The Microfinance Insider is a forum for graduate students engaged or interested in working in the field of microfinance. Through weekly posts and comments we hope to inspire students and foster the creation of a knowledge community of bloggers with a commitment to financial access and first hand industry information.

Saturday, August 2, 2008

Expanding Financial Literacy

The need for financial literacy training and business-skills development is widely acknowledged by nearly every microfinance institution that offers savings and loans products. Seminar series and one-time workshops are offered by most of the MFI giants, including ACCIÓN International and New York as well as partner-MFIs of the Grameen Bank. Fellow FAI-blogger Thea Garon recently noted the importance of financial education in improving the financial lives of the unbanked in New York City. Financial literacy is equally important for the informally banked in Ghana, yet it is not a part of the traditional services offered by the susu-banking industry.

On the first day of my internship with the Microfinance and Community Development Organization (MFCDO), the executive director, Godwin Ofori-Atta, and I discussed what I might do in my two months with the organization. Knowing that this NGO has several programs and projects centered
around microfinance activities—including an intensive development training program for women, a soon-to-be-inaugurated microfinance school, and a susu-banking agency (for small-scale savings, see June 17 post)—I was excited by the opportunities at my fingertips. After Mr. Godwin Ofori-Atta explained the timeline of current and upcoming programs and the organization's plans for seeking funding for some of their programs, I suggested that we hold a series of financial literacy workshops through the susu-banking agency, the Open Heart Solutions Agency.
Above right, MFCDO Director Godwin Ofori-Atta reviews the details of a savings plan to susu clients.

With the assistance of the MFCDO office staff, I embarked on the task of implementing two financial literacy workshop series: one for susu agents, and one for susu clients. The first
step in organizing these workshops was to determine the needs of each group. What do susu agents, the daily collectors of small savings, need to know in order to better serve their
clients? What do susu clients, as petty traders in the market, need to learn about basic banking and business expansion in order to save more or use a loan more efficiently?

To answer these questions, I talked to the office staff and accompanied the susu-agent supervisor, Florence, on her daily rounds to each of the 20 susu agents. I learned that susu agents were unclear on the principles of credit and debit and interest rates and that susu clients wished to work on basic record keeping and ways that they could expand their trade. The initial survey administered (unscientifically, I must admit) to susu clients indicated that the majority was unaware of some of the microfinance products offered by their susu agency.

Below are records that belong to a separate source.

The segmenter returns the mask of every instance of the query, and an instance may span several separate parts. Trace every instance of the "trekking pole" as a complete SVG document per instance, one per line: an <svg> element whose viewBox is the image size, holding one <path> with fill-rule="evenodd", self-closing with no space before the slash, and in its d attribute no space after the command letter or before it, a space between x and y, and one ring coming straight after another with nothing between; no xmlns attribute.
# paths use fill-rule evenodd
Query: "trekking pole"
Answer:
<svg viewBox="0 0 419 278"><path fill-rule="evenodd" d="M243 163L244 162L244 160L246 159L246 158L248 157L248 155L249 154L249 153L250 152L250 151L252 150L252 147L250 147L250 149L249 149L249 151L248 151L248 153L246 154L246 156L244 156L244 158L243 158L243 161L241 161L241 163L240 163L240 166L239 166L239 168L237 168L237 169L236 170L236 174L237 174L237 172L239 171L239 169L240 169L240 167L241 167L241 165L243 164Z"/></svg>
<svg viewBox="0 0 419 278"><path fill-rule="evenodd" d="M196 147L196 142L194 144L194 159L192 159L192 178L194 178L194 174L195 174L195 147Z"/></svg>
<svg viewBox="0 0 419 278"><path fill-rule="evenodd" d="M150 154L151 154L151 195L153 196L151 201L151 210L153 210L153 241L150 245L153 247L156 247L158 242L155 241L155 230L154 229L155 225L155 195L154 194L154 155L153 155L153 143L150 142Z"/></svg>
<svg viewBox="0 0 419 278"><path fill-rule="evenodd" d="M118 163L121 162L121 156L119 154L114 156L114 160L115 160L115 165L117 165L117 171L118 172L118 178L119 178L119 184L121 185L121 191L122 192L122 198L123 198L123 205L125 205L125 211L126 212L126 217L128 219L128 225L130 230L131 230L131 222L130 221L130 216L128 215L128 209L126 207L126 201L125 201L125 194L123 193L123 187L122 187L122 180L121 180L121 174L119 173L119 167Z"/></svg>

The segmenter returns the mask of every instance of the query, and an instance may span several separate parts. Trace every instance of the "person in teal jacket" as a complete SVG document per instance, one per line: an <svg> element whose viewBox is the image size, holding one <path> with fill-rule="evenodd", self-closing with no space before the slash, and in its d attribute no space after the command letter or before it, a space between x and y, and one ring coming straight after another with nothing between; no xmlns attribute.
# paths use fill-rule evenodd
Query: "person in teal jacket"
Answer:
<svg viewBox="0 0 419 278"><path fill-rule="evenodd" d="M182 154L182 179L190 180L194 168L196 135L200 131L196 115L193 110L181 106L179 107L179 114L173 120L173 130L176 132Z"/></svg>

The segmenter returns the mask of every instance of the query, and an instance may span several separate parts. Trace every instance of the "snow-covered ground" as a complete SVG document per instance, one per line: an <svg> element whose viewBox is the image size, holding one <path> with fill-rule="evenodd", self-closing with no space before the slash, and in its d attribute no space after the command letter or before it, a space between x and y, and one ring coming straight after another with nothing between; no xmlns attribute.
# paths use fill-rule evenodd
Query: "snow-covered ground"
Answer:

Directed by this mini-investigation into the needs of both employees and clients of the agency as well as my own observations of activity in the market and the microfinance sphere, I outlined agendas for the first workshops for the agents and the clients. The first agent workshop, which was held on a Saturday morning, focused on an in-depth review on the products and services offered by the agency, and also included lessons on customer service, credit and debit, and a review of the redenominated currency which set 10,000 Ghana cedis to one new Ghana cedi (while the Ghana cedi was redenominated over a year ago, in July 2007, many Ghanaians still conduct financial transactions with verbiage of the old currency). The first workshop for the clients focused on lessons in bookkeeping and the redenomination of the cedi, and it included a session on the financial products and services offered and ways that a loan can be used for business expansion. Both workshops included a presentation by an office-staff member, role-playing to practice products presentation (for susu agents) and financial transactions in the new Ghana cedi (for both agents and clients), and skills development in small groups of three to four individuals.

Once the agenda was set (and reviewed and approved by the office staff), I created the necessary materials, worked with Florence (the susu-agent supervisor) so that she felt comfortable leading some of the lessons, and held a dress rehearsal the day before each workshop. While the director mandated that the susu agents attend their respective workshop, Florence and the other office-staff members and the susu agents were vital in advertising the workshop for the clients. Above, Florence presents to susu agents.

Above, susu-agent Auntie Hope clarifies the details of a loan product.

Susu agents Dufua and Tommy practice presenting a MFCDO financial product.

Susu clients attend a financial literacy workshop.

Both first workshops were quite successful—even a bit more than I had expected!—and the agents and clients seemed to think that they were a worthwhile activity. As follow up and to serve as a guide in planning the agenda for the next workshops, I distributed workshop feedback forms to all attendees. There has been talk among susu clients that did not attend the workshop of wanting to a chance to participate in such an activity. I am eager to see how this workshop series will develop for the Open Heart Solutions Agency!